The government issued decrees and laws between 1992 and 1994 allowing private sector participation in the electric industry through independent generators, separating it from network transport. From then on, commercialization could be conducted separately or jointly with generation and distribution. To support growth, ISA entered the Colombian Stock Exchange in 2001, raising funds for expansion.

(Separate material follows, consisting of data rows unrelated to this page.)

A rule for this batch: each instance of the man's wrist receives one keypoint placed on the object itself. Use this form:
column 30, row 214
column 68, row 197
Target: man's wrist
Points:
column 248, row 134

On August 20, 2021, Ecopetrol acquired a 51.4% controlling stake in the company, previously held by the Ministry of Finance and Public Credit, establishing a diversified energy conglomerate in South America.
== Operations ==
ISA operates 50,000 km of electricity transmission lines with a total capacity of 92,600 MVA; these activities contribute 80% of the group's total revenue.

Through its subsidiary, ISA Intervial, it operates and maintains 700 km of road infrastructure in Chile. In Colombia, it manages the highway from Cartagena to Barranquilla, with these operations contributing 17% to total revenue.

Through InterNexa, it operates 54,000 km of terrestrial and submarine optical fiber networks.